No matter who is due the credit, Buckhead has evolved as the address of choice, where millennials are staking out their occupancy, and where new shopping options are geared to attract their credit cards. Pedestrian activity is commonplace, and start-up businesses will challenge the mindsets of yesterday’s leaders.

In the 1940s and 50s, our daily newspapers described this northern collection of neighborhoods as Atlanta’s “Bedroom Community.” It was in this unincorporated portion of Fulton County that a large number of leaders in Georgia’s capital city spent family nights before heading south to the central downtown, where the skyline of office buildings housed their businesses.

There are no witnesses remaining, but the history books report that back in the 1830s, crossroads like Peachtree Road at Roswell Road, and the ferry roads like Paces Ferry Road at the Chattahoochee, were occupied by Cherokee and Creek Indian trading posts.

In 1952, most of these rolling woodlands — north to what is now Sandy Springs — were annexed into the city of Atlanta by then-Mayor Bill Hartsfield.

In 1988, the formidable Buckhead Coalition was created, a nonprofit civic group consisting of CEOs of major area firms, now limited to 100, with almost a third that many on a wait list.
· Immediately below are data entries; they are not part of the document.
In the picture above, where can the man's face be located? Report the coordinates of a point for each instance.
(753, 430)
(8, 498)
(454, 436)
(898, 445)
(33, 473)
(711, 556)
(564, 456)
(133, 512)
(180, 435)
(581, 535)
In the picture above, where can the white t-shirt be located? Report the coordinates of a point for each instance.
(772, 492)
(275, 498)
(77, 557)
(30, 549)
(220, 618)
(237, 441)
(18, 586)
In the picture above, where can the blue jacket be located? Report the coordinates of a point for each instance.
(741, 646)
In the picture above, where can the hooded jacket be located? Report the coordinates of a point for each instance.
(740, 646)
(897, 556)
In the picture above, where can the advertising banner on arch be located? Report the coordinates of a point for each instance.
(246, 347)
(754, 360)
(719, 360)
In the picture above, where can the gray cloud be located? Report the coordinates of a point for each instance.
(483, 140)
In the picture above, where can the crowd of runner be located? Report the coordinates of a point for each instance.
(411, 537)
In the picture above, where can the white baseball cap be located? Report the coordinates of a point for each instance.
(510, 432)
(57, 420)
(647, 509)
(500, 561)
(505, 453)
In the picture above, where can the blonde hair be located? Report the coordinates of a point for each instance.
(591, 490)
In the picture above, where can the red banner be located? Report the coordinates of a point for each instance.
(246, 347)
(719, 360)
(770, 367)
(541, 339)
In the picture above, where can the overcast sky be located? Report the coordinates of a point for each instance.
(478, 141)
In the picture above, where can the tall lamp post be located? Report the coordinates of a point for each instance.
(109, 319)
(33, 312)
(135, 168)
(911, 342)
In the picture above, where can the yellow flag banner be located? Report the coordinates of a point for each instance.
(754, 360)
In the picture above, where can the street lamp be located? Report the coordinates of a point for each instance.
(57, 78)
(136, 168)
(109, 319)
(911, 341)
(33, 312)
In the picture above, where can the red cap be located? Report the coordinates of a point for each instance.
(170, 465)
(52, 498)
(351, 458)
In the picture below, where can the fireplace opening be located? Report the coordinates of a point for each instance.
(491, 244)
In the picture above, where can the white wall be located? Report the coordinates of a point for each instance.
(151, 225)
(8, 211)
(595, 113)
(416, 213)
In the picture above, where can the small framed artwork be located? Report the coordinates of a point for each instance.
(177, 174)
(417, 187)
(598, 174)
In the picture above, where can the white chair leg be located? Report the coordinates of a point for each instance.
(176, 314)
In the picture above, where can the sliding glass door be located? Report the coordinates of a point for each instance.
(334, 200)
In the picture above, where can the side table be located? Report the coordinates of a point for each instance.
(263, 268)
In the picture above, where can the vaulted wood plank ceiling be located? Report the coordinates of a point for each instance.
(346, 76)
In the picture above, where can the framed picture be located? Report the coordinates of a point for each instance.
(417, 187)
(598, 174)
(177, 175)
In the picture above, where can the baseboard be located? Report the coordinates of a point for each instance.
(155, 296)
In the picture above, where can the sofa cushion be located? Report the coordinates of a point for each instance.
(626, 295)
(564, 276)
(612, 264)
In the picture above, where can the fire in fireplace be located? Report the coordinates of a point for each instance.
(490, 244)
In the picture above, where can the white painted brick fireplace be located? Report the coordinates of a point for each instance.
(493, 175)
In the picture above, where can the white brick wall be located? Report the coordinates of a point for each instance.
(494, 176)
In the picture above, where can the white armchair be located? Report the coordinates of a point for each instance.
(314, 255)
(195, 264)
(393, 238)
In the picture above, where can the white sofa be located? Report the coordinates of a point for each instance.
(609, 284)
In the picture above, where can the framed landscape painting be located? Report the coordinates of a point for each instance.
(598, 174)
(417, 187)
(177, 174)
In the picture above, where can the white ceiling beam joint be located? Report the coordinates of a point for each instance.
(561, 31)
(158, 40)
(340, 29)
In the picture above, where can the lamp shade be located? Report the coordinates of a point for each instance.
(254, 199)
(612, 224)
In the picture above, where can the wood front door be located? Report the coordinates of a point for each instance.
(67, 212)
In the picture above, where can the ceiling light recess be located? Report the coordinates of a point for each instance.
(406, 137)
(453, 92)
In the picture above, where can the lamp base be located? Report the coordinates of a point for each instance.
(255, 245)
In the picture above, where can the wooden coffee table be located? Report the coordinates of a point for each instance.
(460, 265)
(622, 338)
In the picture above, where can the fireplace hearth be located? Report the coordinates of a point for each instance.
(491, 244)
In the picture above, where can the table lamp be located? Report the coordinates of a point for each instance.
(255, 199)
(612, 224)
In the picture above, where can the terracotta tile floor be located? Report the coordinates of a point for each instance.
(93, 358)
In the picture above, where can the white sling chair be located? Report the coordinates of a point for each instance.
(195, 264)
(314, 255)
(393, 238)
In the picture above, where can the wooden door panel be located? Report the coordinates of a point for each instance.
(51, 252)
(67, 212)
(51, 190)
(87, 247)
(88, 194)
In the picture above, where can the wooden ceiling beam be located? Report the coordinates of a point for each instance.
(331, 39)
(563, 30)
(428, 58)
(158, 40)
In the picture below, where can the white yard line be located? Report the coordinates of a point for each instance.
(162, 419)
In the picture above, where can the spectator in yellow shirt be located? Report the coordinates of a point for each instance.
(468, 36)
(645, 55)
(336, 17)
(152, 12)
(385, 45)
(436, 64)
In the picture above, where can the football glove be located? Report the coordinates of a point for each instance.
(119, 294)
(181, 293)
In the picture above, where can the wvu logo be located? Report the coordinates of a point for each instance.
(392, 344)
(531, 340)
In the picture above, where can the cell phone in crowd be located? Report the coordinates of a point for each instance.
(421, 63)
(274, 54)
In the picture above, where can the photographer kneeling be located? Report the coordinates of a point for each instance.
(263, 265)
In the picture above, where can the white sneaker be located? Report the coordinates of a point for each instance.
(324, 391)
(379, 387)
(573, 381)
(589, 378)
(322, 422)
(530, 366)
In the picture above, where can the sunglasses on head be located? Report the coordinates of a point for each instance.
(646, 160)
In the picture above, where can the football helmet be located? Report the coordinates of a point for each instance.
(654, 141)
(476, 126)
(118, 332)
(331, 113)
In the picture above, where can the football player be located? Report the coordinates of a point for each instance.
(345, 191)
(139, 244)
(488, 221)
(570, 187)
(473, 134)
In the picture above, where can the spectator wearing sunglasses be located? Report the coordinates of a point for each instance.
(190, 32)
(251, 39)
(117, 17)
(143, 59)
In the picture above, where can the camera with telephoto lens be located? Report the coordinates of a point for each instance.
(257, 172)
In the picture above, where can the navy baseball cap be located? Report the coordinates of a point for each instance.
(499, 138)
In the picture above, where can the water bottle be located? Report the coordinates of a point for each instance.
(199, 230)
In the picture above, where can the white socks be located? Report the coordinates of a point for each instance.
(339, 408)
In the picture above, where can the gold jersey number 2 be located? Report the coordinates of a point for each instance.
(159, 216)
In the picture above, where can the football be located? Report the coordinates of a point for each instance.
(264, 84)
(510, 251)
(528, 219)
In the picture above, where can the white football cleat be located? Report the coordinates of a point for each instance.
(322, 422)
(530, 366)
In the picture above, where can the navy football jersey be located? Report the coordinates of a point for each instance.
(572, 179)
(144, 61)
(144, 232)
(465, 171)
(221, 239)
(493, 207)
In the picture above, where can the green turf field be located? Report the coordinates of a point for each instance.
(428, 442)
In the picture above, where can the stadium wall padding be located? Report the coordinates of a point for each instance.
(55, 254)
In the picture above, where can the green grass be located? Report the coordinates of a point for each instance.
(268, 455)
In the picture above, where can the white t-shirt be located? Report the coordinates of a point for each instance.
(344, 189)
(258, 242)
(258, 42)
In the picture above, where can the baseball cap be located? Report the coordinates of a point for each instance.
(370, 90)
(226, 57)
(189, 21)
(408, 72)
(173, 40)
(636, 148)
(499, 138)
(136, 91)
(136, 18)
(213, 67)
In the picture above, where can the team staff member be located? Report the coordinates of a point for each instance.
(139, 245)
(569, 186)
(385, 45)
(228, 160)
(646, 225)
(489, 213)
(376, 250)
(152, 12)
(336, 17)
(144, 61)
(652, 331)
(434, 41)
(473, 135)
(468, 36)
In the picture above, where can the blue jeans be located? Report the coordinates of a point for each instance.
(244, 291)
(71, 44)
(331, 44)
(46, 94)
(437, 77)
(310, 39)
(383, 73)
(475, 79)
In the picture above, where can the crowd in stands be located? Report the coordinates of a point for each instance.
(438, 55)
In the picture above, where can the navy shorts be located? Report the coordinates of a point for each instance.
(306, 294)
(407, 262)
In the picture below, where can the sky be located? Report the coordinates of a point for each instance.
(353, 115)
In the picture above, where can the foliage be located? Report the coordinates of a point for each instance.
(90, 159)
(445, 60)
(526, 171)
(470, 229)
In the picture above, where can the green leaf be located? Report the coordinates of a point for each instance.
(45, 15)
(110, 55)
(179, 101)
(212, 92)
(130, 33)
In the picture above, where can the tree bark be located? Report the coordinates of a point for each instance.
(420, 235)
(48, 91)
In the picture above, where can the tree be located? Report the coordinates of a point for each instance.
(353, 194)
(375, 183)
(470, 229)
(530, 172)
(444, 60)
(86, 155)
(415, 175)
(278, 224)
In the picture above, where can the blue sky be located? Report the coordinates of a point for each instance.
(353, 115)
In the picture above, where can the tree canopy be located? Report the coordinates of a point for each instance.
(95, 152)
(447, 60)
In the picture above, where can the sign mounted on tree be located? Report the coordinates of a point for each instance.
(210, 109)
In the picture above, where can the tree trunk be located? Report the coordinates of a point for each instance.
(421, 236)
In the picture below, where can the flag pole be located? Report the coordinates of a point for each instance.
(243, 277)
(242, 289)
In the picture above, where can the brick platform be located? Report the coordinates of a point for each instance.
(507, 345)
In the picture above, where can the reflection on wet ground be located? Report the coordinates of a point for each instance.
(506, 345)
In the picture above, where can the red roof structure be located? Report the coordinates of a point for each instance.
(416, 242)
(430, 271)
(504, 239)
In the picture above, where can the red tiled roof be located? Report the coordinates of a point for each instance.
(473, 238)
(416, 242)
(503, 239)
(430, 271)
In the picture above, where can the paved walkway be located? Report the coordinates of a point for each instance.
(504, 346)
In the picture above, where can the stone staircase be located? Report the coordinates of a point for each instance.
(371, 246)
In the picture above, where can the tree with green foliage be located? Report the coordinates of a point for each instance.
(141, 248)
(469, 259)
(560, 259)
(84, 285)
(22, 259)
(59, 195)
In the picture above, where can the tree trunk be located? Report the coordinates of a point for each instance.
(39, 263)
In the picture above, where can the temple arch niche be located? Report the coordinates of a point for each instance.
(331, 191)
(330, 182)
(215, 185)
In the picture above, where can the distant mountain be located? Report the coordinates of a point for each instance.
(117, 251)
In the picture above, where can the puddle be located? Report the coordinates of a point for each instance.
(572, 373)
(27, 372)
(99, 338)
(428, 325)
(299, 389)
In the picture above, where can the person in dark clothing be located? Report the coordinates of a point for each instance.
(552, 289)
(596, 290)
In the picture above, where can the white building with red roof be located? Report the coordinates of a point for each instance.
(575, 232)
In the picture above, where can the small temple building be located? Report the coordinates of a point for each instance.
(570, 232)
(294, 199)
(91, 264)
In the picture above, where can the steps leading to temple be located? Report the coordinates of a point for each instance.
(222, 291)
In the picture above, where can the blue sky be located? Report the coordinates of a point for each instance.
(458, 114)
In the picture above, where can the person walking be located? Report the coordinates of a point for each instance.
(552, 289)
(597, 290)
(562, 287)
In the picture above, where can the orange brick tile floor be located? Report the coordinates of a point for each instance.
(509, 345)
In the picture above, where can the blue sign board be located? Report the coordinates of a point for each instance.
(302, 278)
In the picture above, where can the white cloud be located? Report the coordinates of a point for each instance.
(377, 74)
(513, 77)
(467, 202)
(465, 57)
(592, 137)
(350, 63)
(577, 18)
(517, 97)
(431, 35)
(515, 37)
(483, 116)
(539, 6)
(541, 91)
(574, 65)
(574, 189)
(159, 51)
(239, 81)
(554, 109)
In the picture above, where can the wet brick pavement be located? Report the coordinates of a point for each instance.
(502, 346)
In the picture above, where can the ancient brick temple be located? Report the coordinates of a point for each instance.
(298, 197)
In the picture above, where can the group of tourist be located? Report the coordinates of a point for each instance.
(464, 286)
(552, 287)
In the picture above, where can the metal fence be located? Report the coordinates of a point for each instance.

The coalition arranged, with the Atlanta Regional Commission, for official boundaries encircling 45 neighborhoods.

Buckhead today is hardly just a place where people sleep. It boasts of 29 million square feet of office space, 5,300 hotel rooms, 1,400 retail units, and other commercial development. It’s apparent that jobs are here, and many residents can — and do — walk to work. Buckhead’s 80,000 residents included an 11,904-person increase in the 2010 census over the 2000 count; the city of Atlanta as a whole increased by only 2,393 in that time.

Jay Bookman wrote in a recent Atlanta Journal-Constitution column that “according to economist Joe Cortright, almost all of metro Atlanta’s increase in young, college-educated professionals has been concentrated within the region’s inner urban core.” That’s Buckhead. And they are a welcome addition. Even if corporate Atlanta isn’t growing, the area between the Amtrak station and the northern city line is doing so at a healthy pace and with an admirable profile.

There has been talk from time to time of Buckhead becoming a separate city, but such a short-sighted move would be very costly to the entire area. Buckhead occupies about 20 percent of Atlanta’s land area. It has close to 20 percent of Atlanta’s population, but pays over 45 percent of Atlanta’s ad valorem taxes. Take that away from the city, and cause Atlanta to bankrupt, and you would bring all growth to a standstill.

It’s obvious Buckhead is much more than a bedroom community. The fact is, we can all brag that Atlanta is one of the few cities that has two downtowns, because Buckhead is one by any definition. Although we compete when opportunities appear appropriate, there is no question but that the original central downtown around Five Points is, and must continue to be, a very important part of Atlanta. And it behooves us in this northern quadrant to be there for it when needed, as it needs to be in relation to Buckhead.

The old downtown houses federal, state, county and city offices, not to mention tourist and sport facilities, plus Georgia State University’s ever-blossoming campus. Atlanta’s new downtown of Buckhead is the indisputable shopping mecca of the Southeast and the very best in Georgia’s dining, as well as much of Atlanta’s nightlife. Midtown, as its very nomenclature defines, connects us beautifully as Atlanta’s stage for the performing arts.

The mission of the Buckhead Coalition is to “nurture the quality of life of those who live, visit, work and play in the Buckhead part of Atlanta,” and its members are to be congratulated for their altruistic civic service on its behalf, for everyone’s benefit. If the reader was here in 1988, the skyline had not even started to sprout. Now we have 9,438 rental apartments under development, representing a 75-percent increase over the last three years since the economy turned around.

This is a success story, a community of both bedrooms and board rooms.

Former Atlanta Mayor Sam Massell is president of the Buckhead Coalition.